Residents' willingness to just pick up and go doesn't bode well for Detroit's economy. But it doesn't have to be that way, according to Alan Clark, 24, who's studying engineering manufacturing at Focus: HOPE. Clark just accepted an engineering job in Detroit at the Pepsi Bottling Group.
"Just because I live in Detroit, I don't have to go to the automotive industry," he said. "The same concepts you use to make a car, believe or not, are the same concepts and principles you use to make a bottle of Pepsi."
College and high school students interviewed by CNNMoney.com offered a wide variety of responses as to whether they would stay in Michigan, with its 15.2% statewide unemployment rate, the highest in the nation.
Alexandra Ritson of Grand Rapids, a 21-year-old senior in the English and Spanish programs at the University of Michigan in Ann Arbor, said she had accepted a teaching job in Arizona.
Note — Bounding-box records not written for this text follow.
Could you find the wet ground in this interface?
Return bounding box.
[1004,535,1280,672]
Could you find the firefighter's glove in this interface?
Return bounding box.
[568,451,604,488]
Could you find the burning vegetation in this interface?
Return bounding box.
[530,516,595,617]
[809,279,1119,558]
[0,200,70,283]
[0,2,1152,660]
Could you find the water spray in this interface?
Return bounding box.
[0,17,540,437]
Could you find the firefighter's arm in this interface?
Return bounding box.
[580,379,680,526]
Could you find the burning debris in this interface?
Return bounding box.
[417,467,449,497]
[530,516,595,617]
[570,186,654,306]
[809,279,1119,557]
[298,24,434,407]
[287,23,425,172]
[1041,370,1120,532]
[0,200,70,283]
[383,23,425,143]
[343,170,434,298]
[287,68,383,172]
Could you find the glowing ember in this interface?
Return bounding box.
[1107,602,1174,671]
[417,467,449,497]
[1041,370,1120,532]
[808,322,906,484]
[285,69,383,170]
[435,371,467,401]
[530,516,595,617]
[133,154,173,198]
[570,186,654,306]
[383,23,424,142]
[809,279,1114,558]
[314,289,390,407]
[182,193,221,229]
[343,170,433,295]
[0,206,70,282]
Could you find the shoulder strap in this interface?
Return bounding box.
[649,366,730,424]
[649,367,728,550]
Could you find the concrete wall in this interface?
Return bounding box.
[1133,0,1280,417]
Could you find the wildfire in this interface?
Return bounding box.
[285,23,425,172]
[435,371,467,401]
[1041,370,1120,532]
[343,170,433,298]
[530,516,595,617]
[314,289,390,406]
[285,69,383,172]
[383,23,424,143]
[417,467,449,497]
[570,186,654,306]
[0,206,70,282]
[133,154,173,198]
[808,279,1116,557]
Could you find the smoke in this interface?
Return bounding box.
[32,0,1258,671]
Considering the Detroit Public Schools' plan to lay off 600 teachers due to its deficit and declining student population, she didn't see much point in getting certified in her home state. "It's one of the hardest states to get a teaching job in the country," she said.
Others see opportunities at home. Samantha Staley, a 22-year-old from Flushing is a senior at Detroit-based Wayne State University, where she's studying pre-medicine and mechanical engineering. Staley said there are plenty of local jobs for doctors, and she has no intention of leaving.
"I'm an optimist," she said. "I see things hopefully turning around. Detroit has a bad rap. But living down here, I actually love Detroit. There's a pride among the people who live here. The feeling is that we know what it's like to struggle, but we can overcome."
Despite Detroit's bad rap, aspiring architect Dyamond Logan, 15, also wants to stay. Through her involvement with the Better Detroit Youth Movement, a non-profit mentoring organization for young people, Logan said she can learn a lesson from a community that has seen better times.
"Challenge and turmoil are a necessity for growth," she said.
The Better Detroit Youth Movement generally meets in a hair salon owned by co-founder Harlan Bivens, but it had to move to a temporary location in a restaurant after the business was burglarized, its front window smashed in and boarded up, but that failed to stop him.
"We have to be the lions in the jungle, versus lions in the cave," said Bivens, who believes it doesn't matter where his work is done, so long as it's out in the community.
Dyamond Logan understands that she may need to leave that community to begin a career as an architect somewhere else, but she intends to return one day.
"In Detroit, I would like to pursue my dreams," she said. "Detroit, as a whole, is our foundation, and you have to help with your foundation."